Die Burgdorfer „Franzosenzeit“ lebt neu auf

Die St. Pankratius-Kirche ab 1814. (Foto: VVV)
 
Die Autoren Dieter Heun und Heidi Rust. (Foto: VVV)

Ein neues Buch von Dieter Heun und Heidi Rust

BURGDORF (r/jk). Geschichte kann sehr unterhaltsam sein. Das haben Dieter Heun und Heidi Rust mit ihren beiden Büchern „Komm mit!“ und „Tatort Burgdorf“ bereits unter Beweis gestellt. Nun gibt der VVV das dritte Gemeinschaftswerk der beiden Hobby-Historiker zur Burgdorfer Stadtgeschichte heraus. Es trägt den Titel: “Frédéric, mon amour – Das Tagebuch der Louise Rougemont“.
Die Stadtsparkasse Burgdorf, Bleich Drucken und Stempeln sowie Stadtmarketing Burgdorf haben die Herausgabe des 205 Seiten (mit 72 Abbildungen) umfassenden Buches unterstützt. Die stadtgeschichtliche Publikation ist zum Preis von 14 Euro (VVV-Mitglieder: 13 Euro) bei Bleich Drucken und Stempeln (Braunschweiger Str. 2), Buchhandlung Gillmeister (Marktstraße 54) und Wegener´s Buchhandlung (Hannoversche Neustadt 25) erhältlich.

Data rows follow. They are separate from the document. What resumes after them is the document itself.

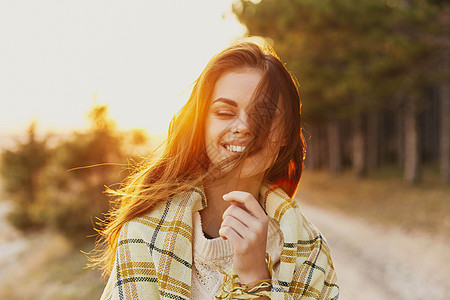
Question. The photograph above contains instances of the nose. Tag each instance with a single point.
(240, 125)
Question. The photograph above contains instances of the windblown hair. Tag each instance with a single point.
(184, 163)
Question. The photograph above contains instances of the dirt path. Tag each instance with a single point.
(379, 263)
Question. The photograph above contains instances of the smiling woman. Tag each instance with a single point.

Beide Autoren verstehen es erneut, dem Leser einen faszinierenden Einblick in die Burgdorfer Vergangenheit zu geben. Der Lesestoff ist fesselnd von der ersten Seite an. Denn das Buch beginnt ganz ungewöhnlich. Aber der Reihe nach. Die beiden Verfasser haben sich mit einem Zeitraum befasst, den sie als einen der schlimmsten Abschnitte bezeichnen, die Burgdorf in seiner Geschichte je durchlebte. Es geht um die sogenannte Franzosenzeit, also die Jahre der Herrschaft Napoleons in Europa.

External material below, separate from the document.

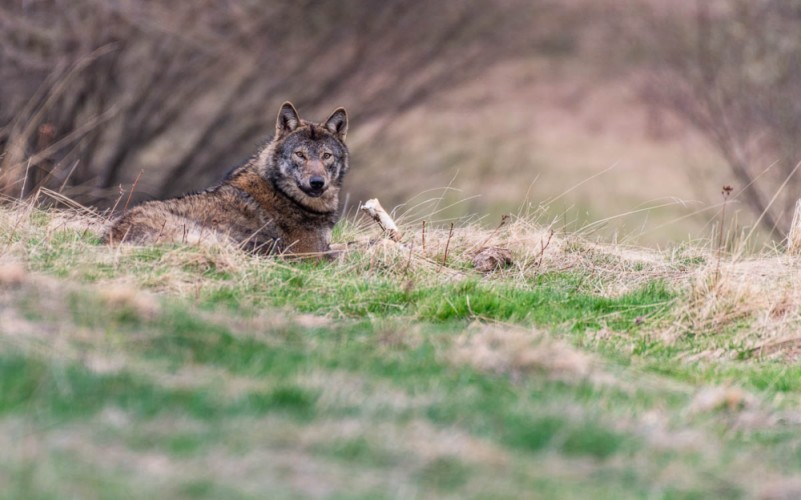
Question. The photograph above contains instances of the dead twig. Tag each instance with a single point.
(374, 209)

Doch schon die ersten Zeilen des Buches bringen eine Überraschung. Sie behandeln nicht – wie es der Leser wohl erwarten würde – die Zeit um 1800. Das erste Kapitel trägt vielmehr die Überschrift „Der Bombenangriff“ und schildert den Luftangriff auf Burgdorf im Februar 1945. Das zweite Kapitel macht einen kurzen Ausflug zum Bau des Kreisverkehrs am Schwarzen Herzog im Jahre 2013. Wie es Heun und Rust gelingt, von hier aus eine Brücke in die Zeit Napoleons zu schlagen, soll an dieser Stelle nicht verraten werden.
Die Besetzung Burgdorfs durch französische Truppen im Jahre 1803 hat für die Bevölkerung elf Jahre lang enorme Belastungen zur Folge. In dieser Zeit sind nach und nach rund 400.000 fremde Soldaten in Quartieren unterzubringen oder auf dem Durchmarsch zu verpflegen. Von den Begleiterscheinungen bleibt kein Burgdorfer verschont. Die Stadt leidet Not und sieht sich permanent vor kaum lösbare Aufgaben gestellt.

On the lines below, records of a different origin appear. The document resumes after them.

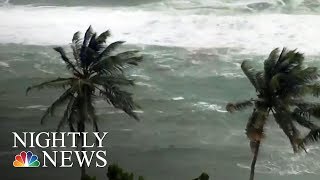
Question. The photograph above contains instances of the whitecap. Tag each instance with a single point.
(178, 98)
(4, 64)
(208, 106)
(40, 107)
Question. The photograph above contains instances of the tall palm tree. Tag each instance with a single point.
(281, 88)
(96, 72)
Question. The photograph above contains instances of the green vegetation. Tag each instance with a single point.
(281, 89)
(96, 72)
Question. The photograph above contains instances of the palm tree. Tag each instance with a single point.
(280, 89)
(96, 72)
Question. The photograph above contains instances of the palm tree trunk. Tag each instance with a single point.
(254, 160)
(83, 120)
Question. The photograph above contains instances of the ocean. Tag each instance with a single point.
(192, 54)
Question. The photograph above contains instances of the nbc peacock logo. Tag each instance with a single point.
(26, 160)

Das Buch berichtet über die Auswirkungen dieser Vorgänge auf das Alltagsleben der Einwohner. Dies geschieht in einem kurzweiligen, gut lesbaren Erzählton, weil die Autoren die Ereignisse von einer fiktiven Augenzeugin in deren Tagebuch schildern lassen. Verfasserin dieser Chronik ist Louise Rougemont, Ehefrau des Apothekers Wackenroder, die zu dieser Zeit in Burgdorf lebt. Neben den historischen Erläuterungen der Autoren kommt sie immer wieder zu Wort und reflektiert in ihren Aufzeichnungen die Burgdorfer Ereignisse aus ihrer eigenen, sehr persönlichen Betroffenheit.
Ihre Tagebucheintragungen bekommen schon bald eine besonders eindringliche emotionale Färbung, weil sich die attraktive Frau in einen jungen französischen Offizier verliebt, der ihre Gefühle erwidert und alles daran setzt, möglichst lange in Burgdorf zu bleiben.
Das neue Werk der beiden Autoren ist ein außergewöhnliches Geschichtsbuch. Es ist unterhaltsam geschrieben und ein Beleg dafür, dass Stadtgeschichte populär vermittelt werden kann, ohne in den wichtigen Aussagen den Boden wissenschaftlicher Korrektheit zu verlassen.